L'Explication Prémisse
Cet article oblige l’entreprise utilisatrice (celle qui a recours à un salarié intérimaire à la fin d’un contrat de mission) à proposer le CDI avant la fin de la mission et à notifier cette offre au salarié par un moyen donnant date certaine (ex. LRAR, remise contre décharge). L’entreprise doit laisser un délai raisonnable de réflexion et préciser que l’absence de réponse dans ce délai vaut refus. Si le salarié refuse (expressément ou tacitement), l’entreprise a un mois pour en informer France Travail par voie dématérialisée en fournissant un descriptif du poste et des éléments justifiant que le poste est identique ou similaire et que le lieu de travail est le même.

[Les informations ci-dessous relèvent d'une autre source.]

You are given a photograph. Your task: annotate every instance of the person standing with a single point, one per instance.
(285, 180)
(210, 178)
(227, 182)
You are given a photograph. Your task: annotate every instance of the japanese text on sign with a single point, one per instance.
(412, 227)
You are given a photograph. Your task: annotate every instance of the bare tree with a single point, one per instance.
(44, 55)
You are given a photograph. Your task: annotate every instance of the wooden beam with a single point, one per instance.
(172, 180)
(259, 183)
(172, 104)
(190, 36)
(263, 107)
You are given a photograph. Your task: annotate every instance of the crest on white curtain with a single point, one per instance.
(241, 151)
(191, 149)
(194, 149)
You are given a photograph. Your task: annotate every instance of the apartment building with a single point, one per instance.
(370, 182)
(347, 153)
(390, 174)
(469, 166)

France Travail peut demander des compléments (réponse sous 15 jours) et informera ensuite le salarié des conséquences de son refus sur l’ouverture de ses droits à l’allocation chômage.

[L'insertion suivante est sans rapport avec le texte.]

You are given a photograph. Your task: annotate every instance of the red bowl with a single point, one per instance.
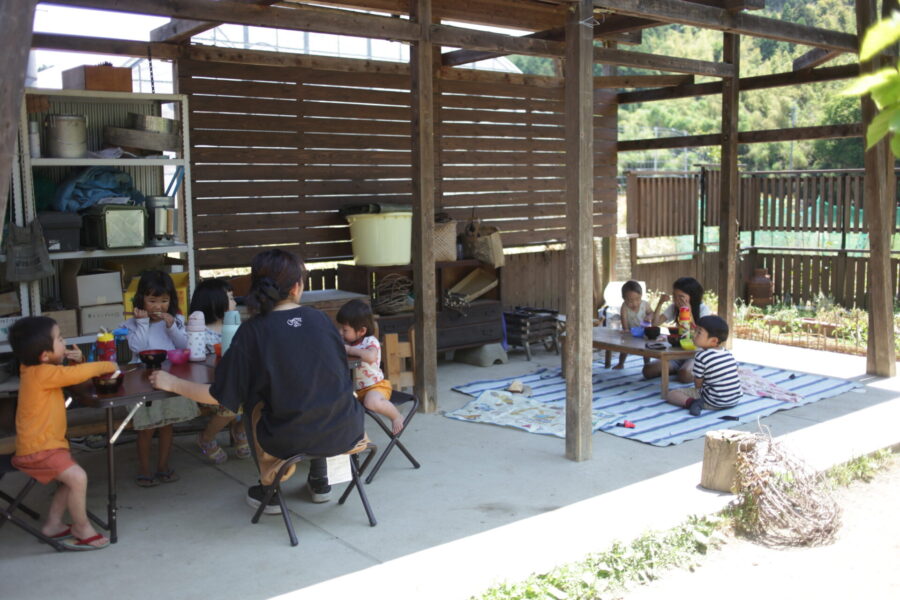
(179, 356)
(152, 358)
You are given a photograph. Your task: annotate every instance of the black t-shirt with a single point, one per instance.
(294, 362)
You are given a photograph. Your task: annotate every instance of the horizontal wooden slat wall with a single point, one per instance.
(277, 151)
(502, 157)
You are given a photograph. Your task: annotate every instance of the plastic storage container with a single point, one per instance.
(382, 239)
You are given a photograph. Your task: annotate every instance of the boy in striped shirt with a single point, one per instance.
(716, 381)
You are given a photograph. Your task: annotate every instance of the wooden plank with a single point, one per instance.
(297, 17)
(746, 137)
(638, 81)
(97, 45)
(730, 182)
(422, 61)
(814, 58)
(710, 17)
(182, 30)
(644, 60)
(880, 203)
(579, 246)
(16, 19)
(757, 82)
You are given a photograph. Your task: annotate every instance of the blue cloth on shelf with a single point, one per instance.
(88, 187)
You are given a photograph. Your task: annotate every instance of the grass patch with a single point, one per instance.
(605, 574)
(861, 468)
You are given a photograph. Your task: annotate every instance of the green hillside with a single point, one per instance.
(800, 106)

Une agence d’intérim envoie, le 20 mai (avant la fin de la mission le 31 mai), une lettre recommandée au salarié qui a travaillé comme opérateur sur une ligne d’assemblage et lui propose un CDI pour le même poste et au même atelier. L’entreprise laisse 10 jours pour répondre et indique qu’au-delà l’absence de réponse vaut refus. Le salarié ne répond pas : au plus tard le 10 juin (un mois après le refus tacite), l’entreprise transmet à France Travail, par la plateforme en ligne, la description du poste, précise qu’il est identique à la mission et que le lieu est le même, et indique la date d’expiration du délai de réflexion. France Travail demande un document complémentaire ; l’entreprise répond dans les 15 jours. France Travail informe ensuite le salarié que la proposition a été reçue et des conséquences possibles de son refus sur ses droits à l’allocation d’assurance chômage.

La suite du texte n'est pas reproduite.